Help! I'm making a checkerboard cake for my daughter's classroom, since they have been studying quilting. The teacher gave me the pan, two cake mixes and one can of frosting. She sent a note saying she wanted me to put frosting between the two round layers, but for the rest of the cake, I need to add cool whip to the frosting, then store it in the freezer.
Problem # 1--my freezer isn't very big. How do I store a frosted 2 layer round cake?
Problem #2--will this type of frosting work? I can't even picture mixing canned frosting with cool whip?
Thanks![/code]


Instead of Cool-Whip you may want to consider Dream Whip. It's a powdered cool-whip like supstitute.
Depending on how much icing you make, you mix 1/2 to 1 envelope with 1/4 to 1/2 cup warm water, add this mixture to your BC icing and add powdered sugar as needed to make a stuff icing.
This gives you a fluffy BC icing.


The DreamWhip icing, which I call BBC or BetterButterCream is a version I concocted from several different recipes.
I've just about gotten it to be like the BetterCream icing you can get on store bought cakes now.
Light, fluffy, stable, able to be used for decorations and not as sweet as regular BC icing.

Yep, they're studying quilting, but they are doing their end-of-the-year performance about the history and meaning of different quilts, then a party. That's what the cake is for! Actually there will be 4 of them, but I'm only doing one cake. The kids are singing "Coat of Many Colors" by Dolly Parton, and each kid (2nd graders) has made a little quilt of some sort. It's supposed to be a surprise.
I made a practice cake today and it was fun. The checkerboard insert is a little hard to use because you have to be careful to get the right color into the right little ring. I will try piping it into the insert next time. I never knew that the checkerboard cake was just 3 "bullseyes".
The cool whip + frosting didn't turn out bad. She gave me chocolate frosting to add to the cool whip, and she wants the cakes to be frozen so they will cut easier. This teacher is sooooooo picky!
The dream whip version sounds good too, so I might try that in the future, but I'm not really a fan of whipped cream icing. My kiddos love it though.
Thanks for the tips!
Kelly

This is a little late, but there is a recipe either in the Kraft magazine or on their website. I just saw it about a month ago and it said to mix canned frosting and cool whip in the microwave and pour it over the cake. I will see if I can find it a little later and post the exact recipe.
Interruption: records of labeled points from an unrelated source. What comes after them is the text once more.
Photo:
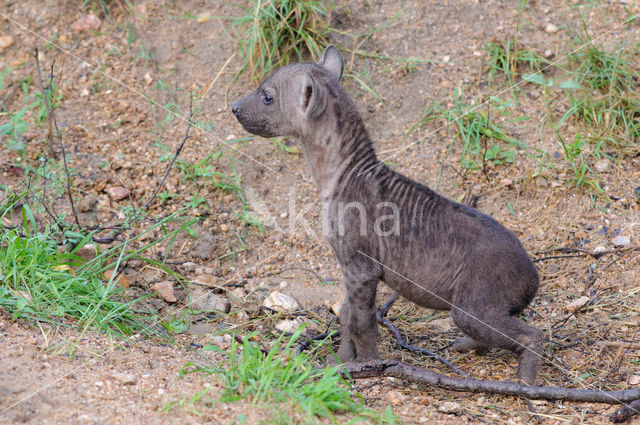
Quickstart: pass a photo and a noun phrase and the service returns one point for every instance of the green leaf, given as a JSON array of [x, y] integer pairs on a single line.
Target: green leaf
[[537, 79], [570, 84]]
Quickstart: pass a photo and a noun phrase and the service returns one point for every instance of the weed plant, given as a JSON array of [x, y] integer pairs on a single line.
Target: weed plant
[[274, 31], [279, 376]]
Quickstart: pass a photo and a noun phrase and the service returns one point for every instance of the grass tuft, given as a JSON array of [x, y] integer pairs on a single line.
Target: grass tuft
[[274, 31], [290, 380]]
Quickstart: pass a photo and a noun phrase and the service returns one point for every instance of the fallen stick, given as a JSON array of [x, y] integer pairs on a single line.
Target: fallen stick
[[625, 413], [403, 344], [422, 375]]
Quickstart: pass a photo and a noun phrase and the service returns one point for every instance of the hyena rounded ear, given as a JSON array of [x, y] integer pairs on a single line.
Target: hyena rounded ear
[[312, 97], [332, 60]]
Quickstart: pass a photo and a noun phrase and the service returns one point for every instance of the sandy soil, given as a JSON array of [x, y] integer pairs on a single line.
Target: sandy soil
[[115, 137]]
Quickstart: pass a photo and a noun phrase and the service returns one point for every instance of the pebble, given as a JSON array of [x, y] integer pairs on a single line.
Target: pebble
[[189, 267], [450, 407], [121, 280], [442, 324], [204, 300], [86, 23], [239, 293], [118, 193], [203, 17], [125, 378], [289, 326], [394, 397], [621, 240], [551, 28], [88, 251], [281, 302], [5, 42], [335, 308], [602, 166], [165, 289], [577, 303], [206, 280], [599, 249]]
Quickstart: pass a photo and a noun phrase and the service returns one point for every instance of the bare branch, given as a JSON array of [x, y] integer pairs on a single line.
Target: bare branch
[[401, 342], [180, 146], [425, 376], [52, 117]]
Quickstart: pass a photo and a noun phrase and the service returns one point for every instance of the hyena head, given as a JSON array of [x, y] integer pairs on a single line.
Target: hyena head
[[291, 102]]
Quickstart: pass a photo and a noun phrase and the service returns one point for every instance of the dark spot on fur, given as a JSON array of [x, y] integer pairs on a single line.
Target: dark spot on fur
[[338, 112], [331, 91]]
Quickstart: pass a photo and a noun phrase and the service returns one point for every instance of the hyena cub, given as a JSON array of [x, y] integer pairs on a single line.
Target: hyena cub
[[385, 227]]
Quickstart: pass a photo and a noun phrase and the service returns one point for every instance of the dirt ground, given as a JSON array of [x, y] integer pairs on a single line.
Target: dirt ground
[[117, 137]]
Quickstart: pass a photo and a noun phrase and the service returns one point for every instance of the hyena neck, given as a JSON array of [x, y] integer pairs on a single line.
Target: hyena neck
[[341, 156]]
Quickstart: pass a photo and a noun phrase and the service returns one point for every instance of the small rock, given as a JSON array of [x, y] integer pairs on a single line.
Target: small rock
[[577, 303], [88, 251], [602, 166], [203, 17], [442, 324], [86, 23], [394, 397], [289, 326], [5, 42], [281, 302], [124, 378], [219, 342], [121, 280], [621, 240], [118, 193], [206, 280], [165, 289], [335, 308], [599, 249], [204, 300], [87, 204], [189, 267], [239, 293], [204, 248], [551, 28], [449, 407]]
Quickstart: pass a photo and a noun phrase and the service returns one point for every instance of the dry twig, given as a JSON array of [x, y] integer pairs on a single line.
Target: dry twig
[[422, 375], [401, 342]]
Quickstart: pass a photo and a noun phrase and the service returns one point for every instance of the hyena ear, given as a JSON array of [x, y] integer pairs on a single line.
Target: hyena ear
[[332, 60], [312, 97]]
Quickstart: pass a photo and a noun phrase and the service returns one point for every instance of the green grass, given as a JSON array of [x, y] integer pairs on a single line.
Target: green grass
[[290, 382], [577, 155], [41, 282], [482, 140], [507, 59], [271, 32], [608, 102]]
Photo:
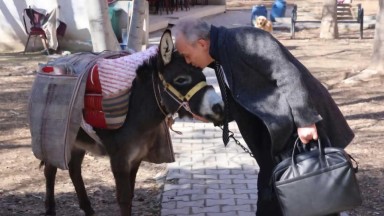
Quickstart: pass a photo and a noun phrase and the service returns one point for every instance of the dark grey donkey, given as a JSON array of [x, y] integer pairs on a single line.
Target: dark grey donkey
[[164, 85]]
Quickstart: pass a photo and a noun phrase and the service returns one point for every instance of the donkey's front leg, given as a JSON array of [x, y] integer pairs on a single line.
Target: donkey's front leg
[[50, 176], [124, 173], [77, 156]]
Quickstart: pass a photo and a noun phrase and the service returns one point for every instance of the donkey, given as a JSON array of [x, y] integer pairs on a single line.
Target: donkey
[[164, 85]]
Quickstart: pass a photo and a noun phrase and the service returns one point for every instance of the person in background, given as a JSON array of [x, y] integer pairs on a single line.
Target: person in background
[[272, 96]]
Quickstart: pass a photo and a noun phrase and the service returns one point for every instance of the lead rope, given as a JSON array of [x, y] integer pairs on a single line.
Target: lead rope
[[168, 117], [220, 79], [227, 134]]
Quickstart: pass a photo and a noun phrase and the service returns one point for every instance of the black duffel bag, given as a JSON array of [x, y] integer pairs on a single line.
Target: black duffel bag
[[317, 182]]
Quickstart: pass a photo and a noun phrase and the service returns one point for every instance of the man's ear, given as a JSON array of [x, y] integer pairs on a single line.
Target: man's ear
[[203, 43], [166, 47]]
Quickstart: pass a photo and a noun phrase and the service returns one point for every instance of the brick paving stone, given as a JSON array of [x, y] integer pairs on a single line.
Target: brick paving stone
[[231, 213], [205, 186], [243, 213], [175, 211], [246, 201], [235, 196], [213, 202], [193, 203], [204, 196], [233, 186], [212, 209], [237, 207]]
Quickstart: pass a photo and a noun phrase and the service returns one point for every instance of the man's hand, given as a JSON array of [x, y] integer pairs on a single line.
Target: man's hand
[[307, 134]]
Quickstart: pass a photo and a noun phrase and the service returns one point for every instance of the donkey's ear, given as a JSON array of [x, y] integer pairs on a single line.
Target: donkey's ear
[[166, 47]]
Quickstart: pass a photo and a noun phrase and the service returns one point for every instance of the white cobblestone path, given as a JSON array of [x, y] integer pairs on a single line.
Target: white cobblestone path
[[207, 178]]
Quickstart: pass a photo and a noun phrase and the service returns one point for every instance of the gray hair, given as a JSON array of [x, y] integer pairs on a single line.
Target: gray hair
[[192, 29]]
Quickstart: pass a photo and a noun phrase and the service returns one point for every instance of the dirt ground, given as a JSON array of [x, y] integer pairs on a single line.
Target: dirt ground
[[332, 62]]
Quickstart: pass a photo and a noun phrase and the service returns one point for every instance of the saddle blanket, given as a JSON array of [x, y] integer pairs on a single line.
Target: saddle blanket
[[108, 87], [56, 108]]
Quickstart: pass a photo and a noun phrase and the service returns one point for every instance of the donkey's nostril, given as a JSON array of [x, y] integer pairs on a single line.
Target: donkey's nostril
[[218, 108]]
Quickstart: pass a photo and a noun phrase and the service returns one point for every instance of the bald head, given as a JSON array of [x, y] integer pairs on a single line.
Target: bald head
[[192, 30]]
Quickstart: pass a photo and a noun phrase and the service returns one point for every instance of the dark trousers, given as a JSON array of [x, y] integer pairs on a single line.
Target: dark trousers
[[257, 138]]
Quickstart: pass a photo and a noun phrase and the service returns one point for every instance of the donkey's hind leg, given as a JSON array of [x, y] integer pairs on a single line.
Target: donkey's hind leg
[[77, 156], [50, 176], [125, 174]]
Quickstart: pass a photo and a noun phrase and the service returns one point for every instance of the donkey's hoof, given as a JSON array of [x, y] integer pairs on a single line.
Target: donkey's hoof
[[50, 213]]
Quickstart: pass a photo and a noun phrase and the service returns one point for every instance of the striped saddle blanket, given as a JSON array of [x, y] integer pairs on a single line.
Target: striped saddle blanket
[[108, 88]]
Just mixing the frosting into the cool whip a little at a time worked well. It tasted really good, especially frozen.
Unfortunately, I didn't get a picture of my cake.
For anyone attempting to use the checkerboard cake pans with the plastic inserts, I would recommend piping the batter into the rings. It's much easier than trying to pour the thick batter into the narrow channel.

I did a dessert cake for Memorial Day. For the cake, I took a cake mix and poured it into the pan, then dollopped pie filling on top of the batter. After baking and cooling the cake, I mixed together one can of frosting and an 8oz tub of Cool Whip. The cake turned out very moist and the pudding ended up at the bottom of the pan for a little pocket of surprise. The frosting was very good Another frosting idea is to mix together Cool Whip and prepared pudding. I didn't freeze the cake but I refrigerated it. Hope this helps.

Hi i have used the checkerboard cake and cupcake inserts. i just used a serving spoon (one for each color/flavor of batter) the cupcake insert is hard cuz they are smaller then the cake version. but it wasnt as big a mess as using a spatula like it was my first try.